Cinema

Angelina Jolie: "I love America, but I don't recognize it right now."

The actress presented Alice Winocour's drama 'Couture' at the San Sebastian Film Festival.

Angelina Jolie arriving at the premiere of her new film, "Couture," in San Sebastián.
21/09/2025
4 min

Special Envoy to San SebastiánThe fact that actors and actresses are public figures whose joys and sorrows we know—or think we know—in detail makes it sometimes difficult to separate the role they play from their personal lives. This is true of Angelina Jolie and the film she presented this Sunday at the San Sebastián Film Festival, the drama set in the world of fashion, Couture, in which the actress plays a film director who, during the filming of a fashion film In Paris, she is diagnosed with cancer that will force her to make drastic decisions about her body and her life, as Jolie herself had to do when she underwent a double mastectomy to prevent the high probability of developing breast and ovarian cancer, a disease that already caused the death of her mother at the age of 56. Angelina Jolie is already 50, and in Couture not only showcases her great mature beauty, but it is one of her most solid roles in recent years.

It must be said that Jolie is not the only protagonist of Couture, an ensemble film in which French director Alice Winocour portrays the inner workings of the fashion industry through the stories of several workers in this world, from the seamstress who must sew the main costume for a fashion show to the makeup artist with a vocation for writing or the inexperienced model from Kenya who arrives in Paris for Paris. The character with the greatest dramatic consistency is, of course, Maxine, played by Jolie, a filmmaker who, in the midst of a divorce from her husband, balances motherhood and work until cancer changes her priorities. Evidently, when the film shows Maxine's shock upon hearing the word cancer or the difficulty in digesting the treatments proposed by her oncologist, it's inevitable to think of the biographical background that runs through the images.

The American actress, who has only spent a few hours in San Sebastián and isn't even spending the night in the city – the following day she has filming in England –, has recalled the decision she made about her health and which connects her to the character she plays. "I had a double mastectomy and had my ovaries removed because my mother and grandmother died very young. I'm not saying that everyone should do the same, but it's important to have the option, and I don't regret having done it," explains the actress. For Jolie, cancer affects "women in a particular way" and makes them feel "vulnerable and alone," and she confessed that reading the script she didn't expect the man she has an affair with after learning of the diagnosis (Louis Garrel) "to react the way he does, and that desire would be an important part of the film." "It's important to feel desired in order to remain a woman, and if you love someone who's going through that, you should keep that in mind," she concluded.

Garrel, who plays a director of photography and shares intimate scenes with Jolie, celebrated the fact that a film about cancer "also talks about sex." "Normally, when films touch on this subject, they always do so with pathos, but this isn't the case," the actor celebrated, adding to the smiles of the rest of the cast and crew. Couture that "men are also very easy to eroticize, they are excited by very strange things." This is not the first time that Jolie shows her body in the cinema after the mastectomy - she already did it in 2015 in Oceanfront, which she directed herself–, but doing so from the perspective of Maxine's fragility adds a touch of courage and truth to the images.

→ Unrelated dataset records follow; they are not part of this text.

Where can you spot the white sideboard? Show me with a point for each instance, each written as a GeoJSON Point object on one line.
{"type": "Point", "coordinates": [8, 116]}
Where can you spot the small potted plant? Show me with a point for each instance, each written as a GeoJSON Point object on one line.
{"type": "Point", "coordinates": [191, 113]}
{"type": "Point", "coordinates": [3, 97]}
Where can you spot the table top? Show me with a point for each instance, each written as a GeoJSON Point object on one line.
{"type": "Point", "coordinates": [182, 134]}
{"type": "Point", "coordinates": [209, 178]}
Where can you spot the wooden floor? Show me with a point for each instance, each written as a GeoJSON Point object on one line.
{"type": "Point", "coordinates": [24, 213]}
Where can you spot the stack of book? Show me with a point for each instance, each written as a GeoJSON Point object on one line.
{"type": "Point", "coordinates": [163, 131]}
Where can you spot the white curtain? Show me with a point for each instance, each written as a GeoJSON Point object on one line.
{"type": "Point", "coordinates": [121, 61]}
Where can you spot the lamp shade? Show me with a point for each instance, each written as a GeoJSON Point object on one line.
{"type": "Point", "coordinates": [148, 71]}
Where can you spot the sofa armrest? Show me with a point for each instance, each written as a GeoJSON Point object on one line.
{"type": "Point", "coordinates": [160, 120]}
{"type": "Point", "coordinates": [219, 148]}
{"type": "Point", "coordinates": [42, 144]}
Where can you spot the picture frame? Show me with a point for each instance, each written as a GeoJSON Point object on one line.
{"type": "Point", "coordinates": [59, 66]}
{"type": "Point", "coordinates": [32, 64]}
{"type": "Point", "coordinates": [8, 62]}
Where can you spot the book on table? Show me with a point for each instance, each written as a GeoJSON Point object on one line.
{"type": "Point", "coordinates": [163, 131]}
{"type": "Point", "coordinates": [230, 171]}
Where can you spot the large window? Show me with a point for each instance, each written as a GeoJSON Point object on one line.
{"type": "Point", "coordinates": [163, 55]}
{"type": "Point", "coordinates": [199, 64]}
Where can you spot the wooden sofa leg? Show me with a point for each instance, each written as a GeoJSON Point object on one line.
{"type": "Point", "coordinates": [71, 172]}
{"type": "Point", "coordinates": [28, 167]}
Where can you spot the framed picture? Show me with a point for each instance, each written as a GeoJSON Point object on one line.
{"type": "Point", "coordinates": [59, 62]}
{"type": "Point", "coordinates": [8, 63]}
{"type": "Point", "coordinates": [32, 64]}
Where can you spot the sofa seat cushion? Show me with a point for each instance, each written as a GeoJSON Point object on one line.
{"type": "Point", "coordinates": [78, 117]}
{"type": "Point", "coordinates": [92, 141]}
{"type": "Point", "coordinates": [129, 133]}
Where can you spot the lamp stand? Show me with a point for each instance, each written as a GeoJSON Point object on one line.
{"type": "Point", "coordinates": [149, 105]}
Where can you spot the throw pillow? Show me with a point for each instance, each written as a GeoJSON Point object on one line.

During her brief visit to San Sebastián, Jolie also spoke about the turbulent times the United States is experiencing, but without going into details or mentioning Donald Trump: "I love my country, but right now I don't recognize it. And anything that divides people or limits personal freedom is dangerous. These are dangerous times, full of dangers. I couldn't even hold a press conference." She seemed more comfortable, and even emotional, remembering her mother. "It's very difficult for me to talk about her without crying. I always have her necklace [which she also wears in the film] and her ashes close by. I think about her a lot," Jolie confesses.

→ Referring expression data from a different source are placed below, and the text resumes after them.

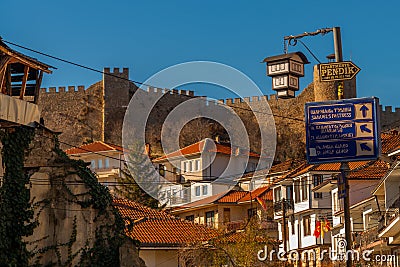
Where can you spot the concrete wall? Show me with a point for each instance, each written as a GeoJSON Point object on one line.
{"type": "Point", "coordinates": [53, 184]}
{"type": "Point", "coordinates": [97, 113]}
{"type": "Point", "coordinates": [76, 112]}
{"type": "Point", "coordinates": [160, 257]}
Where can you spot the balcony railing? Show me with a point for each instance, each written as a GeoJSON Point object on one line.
{"type": "Point", "coordinates": [233, 226]}
{"type": "Point", "coordinates": [180, 200]}
{"type": "Point", "coordinates": [365, 238]}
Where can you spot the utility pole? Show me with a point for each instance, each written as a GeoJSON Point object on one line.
{"type": "Point", "coordinates": [284, 224]}
{"type": "Point", "coordinates": [344, 168]}
{"type": "Point", "coordinates": [337, 43]}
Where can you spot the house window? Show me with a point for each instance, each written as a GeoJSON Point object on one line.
{"type": "Point", "coordinates": [205, 189]}
{"type": "Point", "coordinates": [251, 212]}
{"type": "Point", "coordinates": [304, 189]}
{"type": "Point", "coordinates": [161, 170]}
{"type": "Point", "coordinates": [100, 164]}
{"type": "Point", "coordinates": [197, 191]}
{"type": "Point", "coordinates": [296, 191]}
{"type": "Point", "coordinates": [107, 163]}
{"type": "Point", "coordinates": [306, 225]}
{"type": "Point", "coordinates": [190, 166]}
{"type": "Point", "coordinates": [289, 192]}
{"type": "Point", "coordinates": [197, 165]}
{"type": "Point", "coordinates": [335, 202]}
{"type": "Point", "coordinates": [277, 194]}
{"type": "Point", "coordinates": [317, 180]}
{"type": "Point", "coordinates": [210, 218]}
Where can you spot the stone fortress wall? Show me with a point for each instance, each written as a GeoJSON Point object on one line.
{"type": "Point", "coordinates": [97, 112]}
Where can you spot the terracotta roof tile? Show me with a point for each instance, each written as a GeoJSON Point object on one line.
{"type": "Point", "coordinates": [261, 192]}
{"type": "Point", "coordinates": [336, 166]}
{"type": "Point", "coordinates": [277, 168]}
{"type": "Point", "coordinates": [156, 228]}
{"type": "Point", "coordinates": [359, 169]}
{"type": "Point", "coordinates": [373, 170]}
{"type": "Point", "coordinates": [390, 142]}
{"type": "Point", "coordinates": [97, 146]}
{"type": "Point", "coordinates": [287, 165]}
{"type": "Point", "coordinates": [232, 197]}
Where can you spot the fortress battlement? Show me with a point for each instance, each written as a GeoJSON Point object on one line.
{"type": "Point", "coordinates": [151, 89]}
{"type": "Point", "coordinates": [63, 89]}
{"type": "Point", "coordinates": [248, 99]}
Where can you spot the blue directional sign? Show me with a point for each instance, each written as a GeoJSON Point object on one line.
{"type": "Point", "coordinates": [342, 130]}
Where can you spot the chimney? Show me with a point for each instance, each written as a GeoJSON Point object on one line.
{"type": "Point", "coordinates": [148, 149]}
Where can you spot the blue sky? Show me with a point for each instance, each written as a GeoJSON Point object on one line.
{"type": "Point", "coordinates": [148, 36]}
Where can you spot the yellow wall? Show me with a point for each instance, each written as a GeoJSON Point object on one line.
{"type": "Point", "coordinates": [159, 257]}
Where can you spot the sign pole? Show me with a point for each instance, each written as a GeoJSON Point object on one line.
{"type": "Point", "coordinates": [344, 167]}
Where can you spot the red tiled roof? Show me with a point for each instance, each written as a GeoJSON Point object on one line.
{"type": "Point", "coordinates": [287, 165]}
{"type": "Point", "coordinates": [135, 210]}
{"type": "Point", "coordinates": [373, 170]}
{"type": "Point", "coordinates": [390, 142]}
{"type": "Point", "coordinates": [277, 168]}
{"type": "Point", "coordinates": [202, 202]}
{"type": "Point", "coordinates": [154, 228]}
{"type": "Point", "coordinates": [232, 197]}
{"type": "Point", "coordinates": [358, 169]}
{"type": "Point", "coordinates": [199, 147]}
{"type": "Point", "coordinates": [97, 146]}
{"type": "Point", "coordinates": [336, 166]}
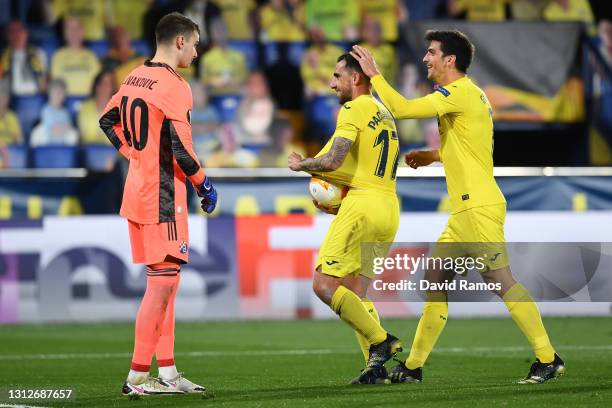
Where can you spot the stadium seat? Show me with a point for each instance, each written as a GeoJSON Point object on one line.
{"type": "Point", "coordinates": [100, 48]}
{"type": "Point", "coordinates": [226, 105]}
{"type": "Point", "coordinates": [295, 52]}
{"type": "Point", "coordinates": [73, 104]}
{"type": "Point", "coordinates": [28, 110]}
{"type": "Point", "coordinates": [18, 156]}
{"type": "Point", "coordinates": [249, 49]}
{"type": "Point", "coordinates": [321, 114]}
{"type": "Point", "coordinates": [142, 47]}
{"type": "Point", "coordinates": [55, 156]}
{"type": "Point", "coordinates": [99, 157]}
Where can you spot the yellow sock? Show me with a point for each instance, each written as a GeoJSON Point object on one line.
{"type": "Point", "coordinates": [526, 315]}
{"type": "Point", "coordinates": [431, 324]}
{"type": "Point", "coordinates": [363, 343]}
{"type": "Point", "coordinates": [350, 309]}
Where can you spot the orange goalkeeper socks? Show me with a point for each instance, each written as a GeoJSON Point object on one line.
{"type": "Point", "coordinates": [164, 352]}
{"type": "Point", "coordinates": [162, 283]}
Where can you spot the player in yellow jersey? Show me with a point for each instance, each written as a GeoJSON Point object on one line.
{"type": "Point", "coordinates": [478, 208]}
{"type": "Point", "coordinates": [362, 154]}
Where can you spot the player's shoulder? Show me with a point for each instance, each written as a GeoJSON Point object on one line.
{"type": "Point", "coordinates": [361, 103]}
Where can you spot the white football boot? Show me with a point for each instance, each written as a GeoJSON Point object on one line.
{"type": "Point", "coordinates": [151, 386]}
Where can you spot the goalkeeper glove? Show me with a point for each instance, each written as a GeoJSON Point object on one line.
{"type": "Point", "coordinates": [208, 194]}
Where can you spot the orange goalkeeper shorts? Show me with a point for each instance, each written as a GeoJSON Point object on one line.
{"type": "Point", "coordinates": [154, 243]}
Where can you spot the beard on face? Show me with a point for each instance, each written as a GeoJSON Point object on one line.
{"type": "Point", "coordinates": [344, 97]}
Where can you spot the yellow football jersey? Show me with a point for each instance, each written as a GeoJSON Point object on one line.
{"type": "Point", "coordinates": [465, 121]}
{"type": "Point", "coordinates": [372, 161]}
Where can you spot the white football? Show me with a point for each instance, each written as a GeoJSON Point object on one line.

From cruising to a nursing home

The official competition has also welcomed the return to the festival of the Moriarti, the collective of Basque filmmakers behind titles such as Frame, The Endless Trench either Handia. In Maspalomas, a homosexual man in his seventies who is used to living according to his desires in the Canary Islands town of Maspalomas – a popular destination for gay tourism with sand dunes ideal for cruising– He is forced, due to a stroke, to return to San Sebastián and live in a nursing home, a conservative environment in which he is forced to return to the closet, where he had lived the first half of his life. The film, directed by Jose Mari Goenaga and Aitor Arregi, has value as a sociological portrait of the evolution of people in the LGBTI community who were unable to freely enjoy their sexuality during a youth that coincided with the grayest years of Franco's regime, but it tends towards sentiment in the pathos when it addresses the romantic resumption of relations with the daughter he abandoned many years ago to embrace his sexual identity.